Rakyat yang GOLPUT diduga selain mereka sudah tidak perduli lagi dengan situasi politik negara, bisa jadi mereka pun diduga sudah mempunyai pilihan lain atau punya harapan lain dalam kehidupan berbangsa dan bernegara. Gerakan Sparatis di berbagai daerah seperti OPM (Organisasi Papua Merdeka) dan ASNLF/AM (Acheh Sumatra National Liberation Front/ Atjeh Meurdehka) patut dicermati karena diduga kuat bisa menjadi harapan baru bagi rakyat di daerah tersebut yang merasa sudah dengan bosan dan jenuh dengan situasi politik saat ini. Potensi ancaman lain, bisa jadi pula, diantara para kepala daerah di suatu provinsi bergabung dan menunjuk pemimpin yang paling kharismatik di antara mereka, untuk membentuk suatu negara baru karena merasa kurang diperhatikan oleh pemerinta pusat. Hal ini yang merupakan salah satu potensi ancaman disintegrasi, bisa saja terjadi ketika Kepemimpinan Nasional semakin lemah dan tidak berwibawa.

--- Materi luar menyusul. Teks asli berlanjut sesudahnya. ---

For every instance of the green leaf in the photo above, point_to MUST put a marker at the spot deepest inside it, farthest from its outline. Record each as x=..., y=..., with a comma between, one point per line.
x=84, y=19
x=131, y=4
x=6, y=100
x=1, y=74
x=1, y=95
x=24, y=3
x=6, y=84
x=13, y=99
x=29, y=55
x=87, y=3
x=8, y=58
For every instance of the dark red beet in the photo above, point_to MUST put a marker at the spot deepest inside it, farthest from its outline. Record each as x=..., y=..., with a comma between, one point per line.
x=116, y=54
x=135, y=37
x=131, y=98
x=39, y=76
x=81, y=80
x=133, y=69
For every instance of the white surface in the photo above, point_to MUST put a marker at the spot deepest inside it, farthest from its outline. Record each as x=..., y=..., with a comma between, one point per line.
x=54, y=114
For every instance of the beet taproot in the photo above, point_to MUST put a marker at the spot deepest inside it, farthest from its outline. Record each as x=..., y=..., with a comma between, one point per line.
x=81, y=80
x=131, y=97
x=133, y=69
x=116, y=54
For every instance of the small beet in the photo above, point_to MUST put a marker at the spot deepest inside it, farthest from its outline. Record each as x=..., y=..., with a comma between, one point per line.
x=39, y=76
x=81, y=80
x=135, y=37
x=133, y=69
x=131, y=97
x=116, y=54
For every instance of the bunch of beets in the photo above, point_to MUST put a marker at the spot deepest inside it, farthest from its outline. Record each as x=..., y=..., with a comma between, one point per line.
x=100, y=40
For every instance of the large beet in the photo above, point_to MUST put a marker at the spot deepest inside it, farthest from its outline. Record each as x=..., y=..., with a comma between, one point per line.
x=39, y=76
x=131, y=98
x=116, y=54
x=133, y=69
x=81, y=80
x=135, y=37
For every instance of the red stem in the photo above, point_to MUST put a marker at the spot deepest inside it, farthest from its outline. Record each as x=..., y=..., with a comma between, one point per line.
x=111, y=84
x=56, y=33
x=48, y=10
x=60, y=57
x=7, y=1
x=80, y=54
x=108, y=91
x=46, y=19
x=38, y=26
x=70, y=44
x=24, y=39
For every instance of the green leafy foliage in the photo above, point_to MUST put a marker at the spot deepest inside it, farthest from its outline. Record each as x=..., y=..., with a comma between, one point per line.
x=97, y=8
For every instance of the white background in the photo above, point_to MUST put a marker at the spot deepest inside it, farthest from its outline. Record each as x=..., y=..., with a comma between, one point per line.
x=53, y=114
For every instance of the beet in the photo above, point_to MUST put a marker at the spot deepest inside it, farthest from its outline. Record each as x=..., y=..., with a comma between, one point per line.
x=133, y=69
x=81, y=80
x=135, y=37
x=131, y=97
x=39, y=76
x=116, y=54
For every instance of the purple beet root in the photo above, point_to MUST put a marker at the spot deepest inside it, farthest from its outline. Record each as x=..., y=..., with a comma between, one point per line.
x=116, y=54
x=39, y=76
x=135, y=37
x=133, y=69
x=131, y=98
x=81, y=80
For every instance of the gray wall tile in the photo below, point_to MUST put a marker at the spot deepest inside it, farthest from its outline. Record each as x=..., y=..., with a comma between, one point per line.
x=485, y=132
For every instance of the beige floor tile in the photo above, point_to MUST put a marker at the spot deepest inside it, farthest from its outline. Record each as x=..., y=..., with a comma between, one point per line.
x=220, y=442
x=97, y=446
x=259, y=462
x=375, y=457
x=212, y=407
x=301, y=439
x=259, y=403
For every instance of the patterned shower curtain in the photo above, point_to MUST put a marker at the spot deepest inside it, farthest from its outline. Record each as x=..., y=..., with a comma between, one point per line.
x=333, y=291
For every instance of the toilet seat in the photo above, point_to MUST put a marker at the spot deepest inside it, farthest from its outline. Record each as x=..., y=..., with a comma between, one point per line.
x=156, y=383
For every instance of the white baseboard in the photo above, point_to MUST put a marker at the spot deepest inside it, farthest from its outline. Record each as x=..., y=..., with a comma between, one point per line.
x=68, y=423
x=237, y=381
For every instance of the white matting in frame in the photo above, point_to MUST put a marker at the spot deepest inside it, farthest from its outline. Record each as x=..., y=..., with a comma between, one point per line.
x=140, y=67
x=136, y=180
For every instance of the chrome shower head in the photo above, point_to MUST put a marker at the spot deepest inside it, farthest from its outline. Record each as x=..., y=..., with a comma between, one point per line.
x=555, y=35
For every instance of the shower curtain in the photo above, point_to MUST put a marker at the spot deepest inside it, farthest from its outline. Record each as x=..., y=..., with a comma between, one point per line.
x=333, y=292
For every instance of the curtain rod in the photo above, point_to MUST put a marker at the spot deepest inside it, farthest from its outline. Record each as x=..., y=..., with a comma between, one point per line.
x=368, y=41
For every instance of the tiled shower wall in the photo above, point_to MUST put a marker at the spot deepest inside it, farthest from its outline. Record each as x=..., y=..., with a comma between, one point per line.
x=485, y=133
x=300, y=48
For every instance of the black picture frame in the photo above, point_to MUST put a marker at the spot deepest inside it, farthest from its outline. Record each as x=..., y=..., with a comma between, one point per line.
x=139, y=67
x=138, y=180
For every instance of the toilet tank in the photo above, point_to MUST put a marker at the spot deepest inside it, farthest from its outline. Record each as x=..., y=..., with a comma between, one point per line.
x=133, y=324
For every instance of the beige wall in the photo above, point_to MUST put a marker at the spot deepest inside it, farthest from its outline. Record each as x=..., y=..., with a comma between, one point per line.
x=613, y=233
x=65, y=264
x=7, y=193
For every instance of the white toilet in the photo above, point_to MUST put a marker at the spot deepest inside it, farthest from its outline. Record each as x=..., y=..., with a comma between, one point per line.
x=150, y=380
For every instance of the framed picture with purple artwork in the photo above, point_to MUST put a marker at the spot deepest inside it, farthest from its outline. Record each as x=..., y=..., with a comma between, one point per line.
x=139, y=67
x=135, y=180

Efek Pemilihan Presiden secara langsung
Situasi kepemimpinan nasional seperti sekarang ini tidak lepas karena adanya proses demokrasi yang menggunakan Sistem Pemilihan Langsung (Pemilu). Sistem ini bisa menjadi penyebab lemahnya Kepemimpinan Nasional saat ini. Diilustrasikan, hal ini bisa saja terjadi karena jika dalam suatu Pemilihan Umum, salah satu upaya untuk memenangkan pemilihan Presiden/Wakil Presiden, pasangan Calon Presiden/Wakil Presiden beserta Tim Sukses-nya akan memerlukan dana yang besar untuk melakukan kampanye ke berbagai daerah di Indonesia dan membentuk tim sukses di berbagai daerah. Sehingga, sangat mungkin berpotensi pasangan calon ini memerlukan dan akan meminta pihak lain sebagai penyandang dana untuk mendukung kesuksesan pasangan tersebut di Pilpres dimaksud. Pihak lain ini bisa jadi dari kalangan apa saja, seperti partai, pengusaha atau bahkan secara diam-diam dari pihak asing. Para penyandang dana ini, setelah pasangan tersebut terpilih menjadi Presiden/Wakil Presiden, tentunya akan meminta semacam kompensasi atas dukungan dana yang sudah diberikan. Bila tidak diberikan kompensasi maka para penyandang dana ini bisa membocorkan seandainya terjadi pelanggaran-pelanggaran yang mungkin saja dilakukan tim sukses Calon Presiden/Wakil Presiden semasa kampanye atau para penyandang dana ini bisa menjadi “Serigala” yang jika “tidak diperhatikan dengan baik” bisa saja menerkam (menjatuhkan) balik “tuannya” yang telah menjadi Presiden/Wakil Presiden tersebut. Sehingga untuk mengamankan posisinya, Presiden/Wakil Presiden harus memenuhi keinginan dari si penyandang dana tersebut.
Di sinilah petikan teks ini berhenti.